TWD -- Pecan Sticky Buns

In short, the Pecan Sticky Buns for our latest Tuesdays with Dorie assignment were good, but not worth the 12-hour effort and the pound of butter it took to make them. After reading through the recipe, I decided at the outset to make only one pan of buns and to turn the other half of the dough into a loaf of brioche. I have always wanted to make brioche, so I'm glad I had this experience, but I doubt if I will repeat it.

I made the mistake of not making the brioche dough the night before baking the buns, so I had to accomplish the task in a day. I started at 9 a.m. and finished at 9 p.m. And, I skipped one step in the lamination process, to save both time and butter.

My KitchenAid was up to the task of mixing the dough for 15 minutes. I did find I had to add a bit more flour, but hestitated adding too much for fear I would throw off the proportions of flour and butter. I was sorely tempted, however, but glad I didn't cave in, for my dough was easy enough to roll after the 4-hour refrigeration. The extra flour would not have been needed.

After letting the dough rise twice (once at room temperature and once in the fridge) I was ready to laminate half of it. The other half was shaped into a bread pan as described in "Baking with Julia" by forming the dough into three balls and placing them side by side in a 9 by 5 bread pan. I let that dough rise at room temperature. The laminated dough went back in the refrigerator for half an hour.

After the 30-minute cold rest, it was ready to roll for the sticky buns. I liked the method of painting the dough with the egg wash. Although I have made sweet rolls all  my adult life, I had never used egg wash using a whole egg. My previous experiences were to either use butter, water or egg white. I used a ground pecan mixture for my nuts, a product I buy in bulk from a Mennonite store in Ohio. I was doubtful if there was enough cinnamon/sugar mixture, but after tasting the buns, I found it to be just right.

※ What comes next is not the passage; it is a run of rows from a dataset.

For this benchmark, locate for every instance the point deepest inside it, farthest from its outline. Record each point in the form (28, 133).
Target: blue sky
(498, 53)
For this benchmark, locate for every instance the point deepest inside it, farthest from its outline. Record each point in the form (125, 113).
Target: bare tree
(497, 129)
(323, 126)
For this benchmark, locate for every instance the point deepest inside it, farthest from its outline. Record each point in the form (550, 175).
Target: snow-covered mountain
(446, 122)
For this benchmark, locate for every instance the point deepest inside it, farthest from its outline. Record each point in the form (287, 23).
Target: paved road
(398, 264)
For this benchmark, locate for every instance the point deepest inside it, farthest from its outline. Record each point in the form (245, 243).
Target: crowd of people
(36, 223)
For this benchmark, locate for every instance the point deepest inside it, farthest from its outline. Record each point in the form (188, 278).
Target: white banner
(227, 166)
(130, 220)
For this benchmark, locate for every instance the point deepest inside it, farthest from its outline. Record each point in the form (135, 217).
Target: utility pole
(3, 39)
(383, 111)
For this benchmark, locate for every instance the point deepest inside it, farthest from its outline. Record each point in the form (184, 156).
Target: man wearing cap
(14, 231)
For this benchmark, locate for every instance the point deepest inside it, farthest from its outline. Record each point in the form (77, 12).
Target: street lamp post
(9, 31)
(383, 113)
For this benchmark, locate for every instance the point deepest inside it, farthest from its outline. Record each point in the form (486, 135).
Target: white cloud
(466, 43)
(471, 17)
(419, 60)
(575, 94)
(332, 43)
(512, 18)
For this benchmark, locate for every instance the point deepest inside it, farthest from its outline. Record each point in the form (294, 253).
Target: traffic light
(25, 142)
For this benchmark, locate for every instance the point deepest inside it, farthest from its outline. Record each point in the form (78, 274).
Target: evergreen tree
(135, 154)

After rolling up the dough and slicing it (using the dental floss method by wrapping a length of floss around the dough, then criss-crossing the ends to get a perfect cut, I found I needed to make eight rolls, not seven. If I had cut seven rolls they would have been too tall, especially after the two-hour rise. I found two hours to actually be too much and wished I had let them rise a shorter time period. My rolls were, perhaps, overrisen as they were immense after coming out of the oven.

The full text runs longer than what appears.